I assume that everyone wants to see gospel growth in their own lives and in their gospel community (church) if our automatic response isn't "Yes!" there are clearly questions that need to be asked. But growth doesn't automatically happen and there are lots of ways to stop growth:
Remove the nutrients necessary for growth to occur
With plants one of the quickest ways to ensure there is no growth is to not water or provide food for the plant. It is also one of the quickest ways to stifle growth in the gospel. Not exposing ourselves to the gospel being taught, not reading it, or reading it unthinkingly without applying it, without allowing it to search us and find us out. Or perhaps its by absenting ourselves from relationships in which this can happen.
We may go to church we may listen to the bible taught but we never apply it to ourselves and certainly don't engage in relationships where others would do that to us. The result is no growth, in fact the result is a slow death.
Allow it to be stifled
Plants need weeding so that they are able to grow, without it they will be stifled. So it is with our gospel growth, the parable of the sower warns of cares and anxieties which grow up and choke the gospel in our lives.
Being in church is a start but again doesn't ensure that this is happening we need to be engaging in relationships which allow others to weed and feed us (to continue the plant analogy). Often my friends see more clearly where I am being stifled by sin or by an idol than I do, their insight helps me see where I need to weed and apply the gospel.

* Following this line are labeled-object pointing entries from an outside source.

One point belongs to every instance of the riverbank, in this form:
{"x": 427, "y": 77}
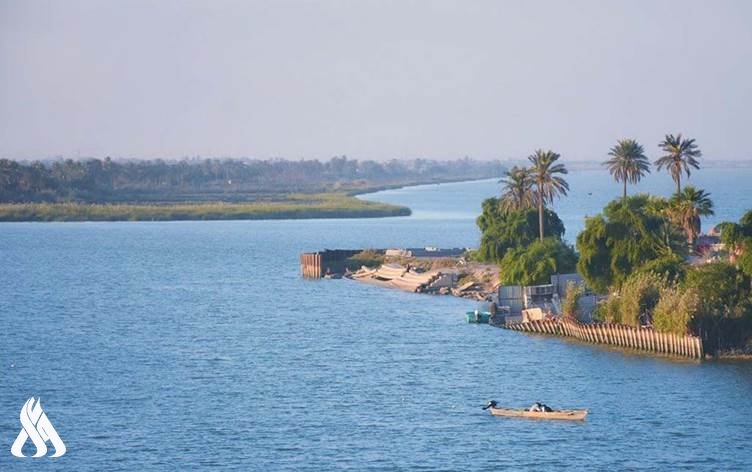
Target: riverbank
{"x": 296, "y": 206}
{"x": 347, "y": 203}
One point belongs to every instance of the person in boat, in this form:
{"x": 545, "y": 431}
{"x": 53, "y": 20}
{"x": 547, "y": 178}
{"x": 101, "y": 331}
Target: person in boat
{"x": 540, "y": 407}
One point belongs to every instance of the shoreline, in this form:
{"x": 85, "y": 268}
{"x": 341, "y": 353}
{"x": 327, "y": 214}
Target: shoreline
{"x": 346, "y": 204}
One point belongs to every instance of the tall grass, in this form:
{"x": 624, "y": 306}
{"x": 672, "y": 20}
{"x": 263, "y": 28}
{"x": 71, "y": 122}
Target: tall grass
{"x": 294, "y": 206}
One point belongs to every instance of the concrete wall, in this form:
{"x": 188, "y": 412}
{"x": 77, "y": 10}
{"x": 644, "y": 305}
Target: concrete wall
{"x": 642, "y": 339}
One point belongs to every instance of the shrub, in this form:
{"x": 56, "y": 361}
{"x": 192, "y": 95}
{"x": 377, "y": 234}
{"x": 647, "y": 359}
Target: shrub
{"x": 721, "y": 285}
{"x": 572, "y": 297}
{"x": 673, "y": 268}
{"x": 675, "y": 310}
{"x": 503, "y": 230}
{"x": 626, "y": 236}
{"x": 609, "y": 310}
{"x": 638, "y": 296}
{"x": 536, "y": 263}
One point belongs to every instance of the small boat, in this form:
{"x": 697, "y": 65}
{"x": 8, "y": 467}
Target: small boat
{"x": 477, "y": 316}
{"x": 572, "y": 415}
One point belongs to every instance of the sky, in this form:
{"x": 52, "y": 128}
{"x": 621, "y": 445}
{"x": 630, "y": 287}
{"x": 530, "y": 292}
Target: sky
{"x": 371, "y": 79}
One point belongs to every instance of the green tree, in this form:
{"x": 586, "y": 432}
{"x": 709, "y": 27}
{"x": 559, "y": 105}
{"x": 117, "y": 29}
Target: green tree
{"x": 686, "y": 208}
{"x": 676, "y": 309}
{"x": 724, "y": 305}
{"x": 638, "y": 296}
{"x": 628, "y": 163}
{"x": 502, "y": 230}
{"x": 671, "y": 267}
{"x": 517, "y": 192}
{"x": 570, "y": 304}
{"x": 546, "y": 181}
{"x": 618, "y": 242}
{"x": 738, "y": 240}
{"x": 534, "y": 264}
{"x": 681, "y": 154}
{"x": 722, "y": 286}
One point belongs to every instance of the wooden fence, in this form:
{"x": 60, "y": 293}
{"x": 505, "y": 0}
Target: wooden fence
{"x": 643, "y": 339}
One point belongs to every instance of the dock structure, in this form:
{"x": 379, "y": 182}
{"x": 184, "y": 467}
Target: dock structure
{"x": 314, "y": 265}
{"x": 642, "y": 339}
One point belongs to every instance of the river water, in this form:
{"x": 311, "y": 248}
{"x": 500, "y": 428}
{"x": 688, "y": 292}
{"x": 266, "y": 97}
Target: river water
{"x": 196, "y": 345}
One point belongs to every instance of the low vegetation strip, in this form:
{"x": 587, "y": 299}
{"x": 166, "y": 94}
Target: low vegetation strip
{"x": 334, "y": 205}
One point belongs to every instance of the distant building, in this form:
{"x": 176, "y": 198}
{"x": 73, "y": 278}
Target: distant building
{"x": 534, "y": 302}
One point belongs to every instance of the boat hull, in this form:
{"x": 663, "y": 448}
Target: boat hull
{"x": 571, "y": 415}
{"x": 482, "y": 317}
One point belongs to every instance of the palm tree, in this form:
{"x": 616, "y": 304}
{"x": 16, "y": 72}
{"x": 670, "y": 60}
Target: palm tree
{"x": 547, "y": 183}
{"x": 517, "y": 192}
{"x": 686, "y": 208}
{"x": 681, "y": 154}
{"x": 628, "y": 162}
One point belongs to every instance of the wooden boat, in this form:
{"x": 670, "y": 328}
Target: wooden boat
{"x": 477, "y": 316}
{"x": 572, "y": 415}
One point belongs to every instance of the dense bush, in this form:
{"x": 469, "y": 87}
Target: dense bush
{"x": 721, "y": 285}
{"x": 638, "y": 296}
{"x": 570, "y": 304}
{"x": 630, "y": 233}
{"x": 534, "y": 264}
{"x": 672, "y": 267}
{"x": 608, "y": 310}
{"x": 675, "y": 310}
{"x": 191, "y": 180}
{"x": 502, "y": 230}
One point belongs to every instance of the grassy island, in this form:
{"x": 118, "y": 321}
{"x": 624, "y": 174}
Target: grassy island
{"x": 295, "y": 206}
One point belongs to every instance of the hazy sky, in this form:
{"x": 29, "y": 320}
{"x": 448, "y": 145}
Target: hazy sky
{"x": 371, "y": 79}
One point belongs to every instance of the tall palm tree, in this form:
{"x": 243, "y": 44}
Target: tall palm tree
{"x": 681, "y": 154}
{"x": 628, "y": 162}
{"x": 517, "y": 193}
{"x": 686, "y": 208}
{"x": 547, "y": 183}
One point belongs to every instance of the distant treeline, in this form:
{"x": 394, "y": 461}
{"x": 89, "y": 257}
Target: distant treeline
{"x": 107, "y": 180}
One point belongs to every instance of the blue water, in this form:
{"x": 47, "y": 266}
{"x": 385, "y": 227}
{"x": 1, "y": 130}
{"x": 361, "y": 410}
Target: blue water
{"x": 196, "y": 345}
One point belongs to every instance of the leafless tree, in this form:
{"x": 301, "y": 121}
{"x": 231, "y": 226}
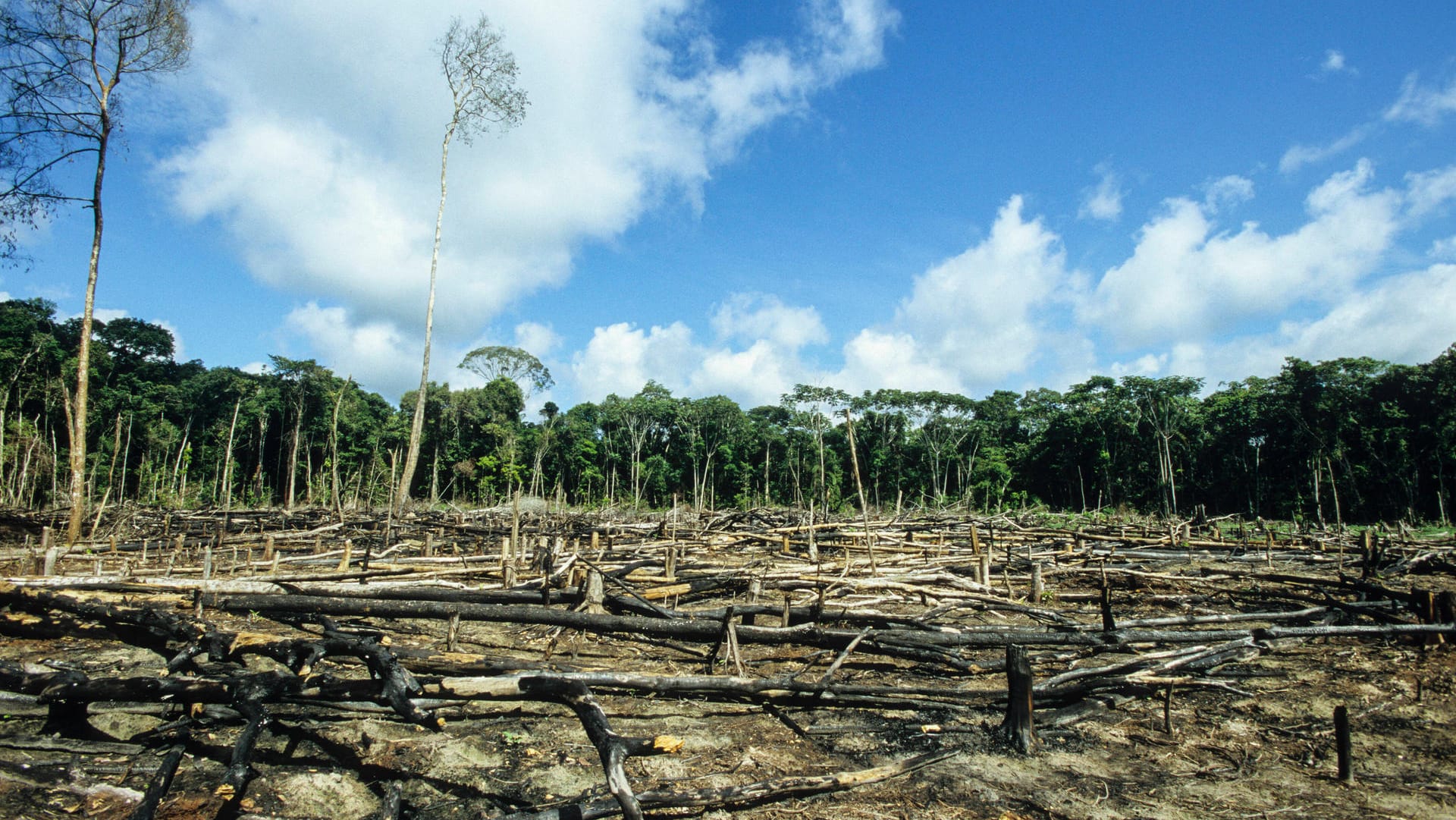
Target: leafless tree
{"x": 63, "y": 64}
{"x": 481, "y": 74}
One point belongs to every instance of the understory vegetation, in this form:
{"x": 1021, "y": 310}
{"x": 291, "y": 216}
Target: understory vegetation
{"x": 1331, "y": 441}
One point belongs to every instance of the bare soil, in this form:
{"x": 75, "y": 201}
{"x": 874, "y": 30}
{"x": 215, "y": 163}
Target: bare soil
{"x": 1251, "y": 737}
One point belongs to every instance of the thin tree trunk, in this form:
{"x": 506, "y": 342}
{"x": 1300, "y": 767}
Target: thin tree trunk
{"x": 228, "y": 465}
{"x": 293, "y": 455}
{"x": 419, "y": 423}
{"x": 77, "y": 432}
{"x": 334, "y": 457}
{"x": 126, "y": 459}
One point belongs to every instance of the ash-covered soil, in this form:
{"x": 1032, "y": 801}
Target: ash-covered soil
{"x": 1250, "y": 734}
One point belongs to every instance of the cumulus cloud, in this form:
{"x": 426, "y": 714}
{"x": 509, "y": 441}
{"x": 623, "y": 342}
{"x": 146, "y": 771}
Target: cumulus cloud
{"x": 620, "y": 359}
{"x": 1430, "y": 190}
{"x": 1299, "y": 156}
{"x": 1421, "y": 104}
{"x": 764, "y": 316}
{"x": 1226, "y": 191}
{"x": 334, "y": 200}
{"x": 373, "y": 353}
{"x": 536, "y": 338}
{"x": 755, "y": 357}
{"x": 1188, "y": 280}
{"x": 1103, "y": 201}
{"x": 1334, "y": 63}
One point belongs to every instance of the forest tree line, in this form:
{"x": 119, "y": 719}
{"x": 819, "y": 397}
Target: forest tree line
{"x": 1334, "y": 441}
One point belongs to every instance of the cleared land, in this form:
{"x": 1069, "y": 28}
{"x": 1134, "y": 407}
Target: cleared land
{"x": 746, "y": 664}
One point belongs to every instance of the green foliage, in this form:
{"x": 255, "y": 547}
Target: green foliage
{"x": 1346, "y": 440}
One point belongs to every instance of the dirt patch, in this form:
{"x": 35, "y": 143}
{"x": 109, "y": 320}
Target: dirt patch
{"x": 1248, "y": 736}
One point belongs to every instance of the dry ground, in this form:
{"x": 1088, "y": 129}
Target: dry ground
{"x": 1248, "y": 739}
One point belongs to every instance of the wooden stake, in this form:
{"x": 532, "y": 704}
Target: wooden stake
{"x": 1109, "y": 624}
{"x": 453, "y": 634}
{"x": 1018, "y": 727}
{"x": 1346, "y": 768}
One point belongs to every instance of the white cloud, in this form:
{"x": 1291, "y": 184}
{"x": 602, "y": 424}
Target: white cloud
{"x": 1335, "y": 63}
{"x": 1187, "y": 281}
{"x": 1430, "y": 190}
{"x": 764, "y": 316}
{"x": 755, "y": 359}
{"x": 1362, "y": 325}
{"x": 334, "y": 199}
{"x": 1103, "y": 201}
{"x": 981, "y": 313}
{"x": 1421, "y": 104}
{"x": 755, "y": 376}
{"x": 1226, "y": 191}
{"x": 620, "y": 359}
{"x": 1299, "y": 156}
{"x": 373, "y": 353}
{"x": 878, "y": 359}
{"x": 536, "y": 338}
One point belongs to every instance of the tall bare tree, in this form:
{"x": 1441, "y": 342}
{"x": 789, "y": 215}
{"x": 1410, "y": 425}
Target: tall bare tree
{"x": 481, "y": 74}
{"x": 63, "y": 64}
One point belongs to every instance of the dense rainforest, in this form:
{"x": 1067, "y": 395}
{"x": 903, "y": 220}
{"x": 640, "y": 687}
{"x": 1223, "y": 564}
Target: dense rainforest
{"x": 1331, "y": 441}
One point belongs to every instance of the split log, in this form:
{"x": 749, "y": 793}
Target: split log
{"x": 742, "y": 796}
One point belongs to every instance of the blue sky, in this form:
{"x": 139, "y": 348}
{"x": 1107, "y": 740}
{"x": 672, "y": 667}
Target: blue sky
{"x": 739, "y": 197}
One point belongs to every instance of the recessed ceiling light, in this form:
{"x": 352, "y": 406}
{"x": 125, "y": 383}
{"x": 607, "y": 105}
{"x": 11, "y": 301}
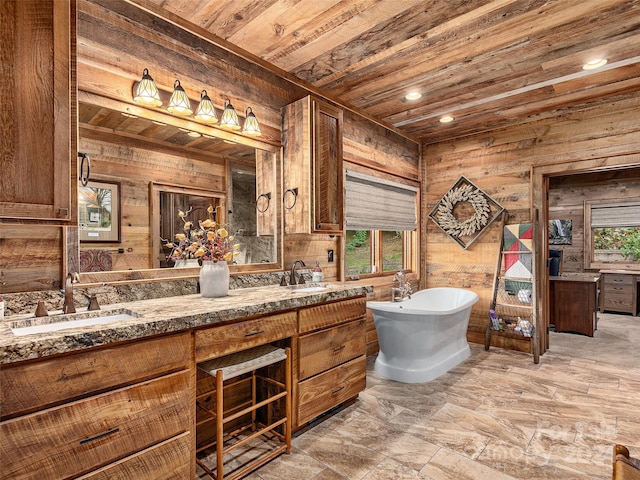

There are lots of other ways to stop gospel growth but I've been struck by these two because they are so easy to drift into, they just happen, in fact our society encourages them by its flexibility and fear of commitment to relationships. Sadly I wonder if gospel relationships of the sort we glimpse in 1 Thessalonians 1 are so amazing because they are so rare today, when the reality is they ought to be the model we adopt.